中国の習近平国家主席は、ベトナムのグエン・フー・チョン書記長およびボー・バン・トゥオン国家主席の招待を受け、12月12~13日にベトナムを訪問した(2023年12月20日記事参照)。国家主席としての習氏のベトナム訪問は、前回2017年11月以来の3度目で、チョン氏と習氏の会談は2022年10月以来となる(2022年11月8日記事参照)。

2023年は、両国の包括的戦略的パートナーシップの樹立15周年にあたる。ベトナム外交上最高位の2国間関係である同パートナーシップ関係にあるのは、中国のほか、ロシア、インド、韓国、米国、日本だ。このうち、米国は9月(2023年9月19日記事参照)、日本は11月(2023年12月7日記事参照)に同パートナーシップ関係に格上げされている。今回の習氏の訪越は、中越関係を米越関係より上位に位置付ける狙いがあったとみられる。

習氏の滞在中、両国は2国間の政治・外交、地方省間協力、デジタル経済、グリーン開発、農産物の輸出入、人材育成など36件の覚書に署名。この成果を踏まえて両国が発表した共同声明外部サイトへ、新しいウィンドウで開きますでは、同パートナーシップを深化させ、未来を共有する共同体を構築するとし、(1)政治的信頼の強化、(2)防衛・安全保障の協力強化(3)経済・貿易分野の協力の深化、(4)社会基盤の強化、(5)多国間連携の緊密化、(6)海洋問題における意見相違の適切な解決といった6つの協力の方向性を明確化した。

経済、貿易面では、「両廊一圏」の枠組み(注)と一帯一路構想の開発戦略のコネクティビティー、両国国境をまたぐ鉄道の標準軌化をはじめとする、インフラや物流などにおける協力強化が明記された。農業、インフラ、エネルギー、デジタル経済、グリーン開発分野での投資や協力も推進する。

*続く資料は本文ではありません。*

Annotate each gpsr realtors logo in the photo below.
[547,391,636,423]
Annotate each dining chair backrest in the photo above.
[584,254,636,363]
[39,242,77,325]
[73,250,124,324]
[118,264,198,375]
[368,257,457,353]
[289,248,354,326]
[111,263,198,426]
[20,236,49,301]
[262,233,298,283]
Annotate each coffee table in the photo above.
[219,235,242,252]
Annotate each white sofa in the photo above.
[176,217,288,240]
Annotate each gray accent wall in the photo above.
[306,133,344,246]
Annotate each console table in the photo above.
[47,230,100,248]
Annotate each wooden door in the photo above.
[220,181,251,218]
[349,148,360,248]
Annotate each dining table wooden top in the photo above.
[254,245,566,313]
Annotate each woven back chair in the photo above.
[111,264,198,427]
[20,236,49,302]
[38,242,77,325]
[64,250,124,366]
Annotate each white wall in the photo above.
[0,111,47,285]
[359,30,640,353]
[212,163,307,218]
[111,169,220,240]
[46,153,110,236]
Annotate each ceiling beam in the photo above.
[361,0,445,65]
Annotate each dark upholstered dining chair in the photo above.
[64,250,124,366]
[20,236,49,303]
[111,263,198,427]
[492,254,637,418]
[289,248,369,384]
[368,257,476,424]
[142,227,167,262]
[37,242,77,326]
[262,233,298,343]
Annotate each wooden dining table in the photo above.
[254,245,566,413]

標準軌鉄道の協力は、以前から協議をしていたが、共同声明では適切な時期に検討をするという表現にとどまり、具体的な合意には至らなかったとみられる。中国の昆明からベトナムの港湾都市ハイフォンを結ぶ予定の標準軌鉄道は、ベトナム北部のレアアース埋蔵地を通過するとされる。ベトナムのレアアース埋蔵量は中国に次ぐ世界2位とされており、中国企業がベトナムのレアアース開発への協力に関心を寄せている。しかし、鉱物分野についても、共同声明ではエネルギー生産とサプライチェーンの安全を確保する可能性を積極的に模索するという内容にとどまり、具体的な協力案件への言及はなかった。

(注)2つの回廊と一帯の経済圏での2国間の経済協力枠組み。2つの回廊は、中国の昆明からベトナムのラオカイを通り、ハノイとハイフォンを経てクアンニンに至るルートと、南寧からランソン、ハノイ経由でクアンニンをたどるルートを指す。一帯の経済圏は、中国南部からハイフォンまでトンキン湾(北部湾)海域にまたがる地域を指す。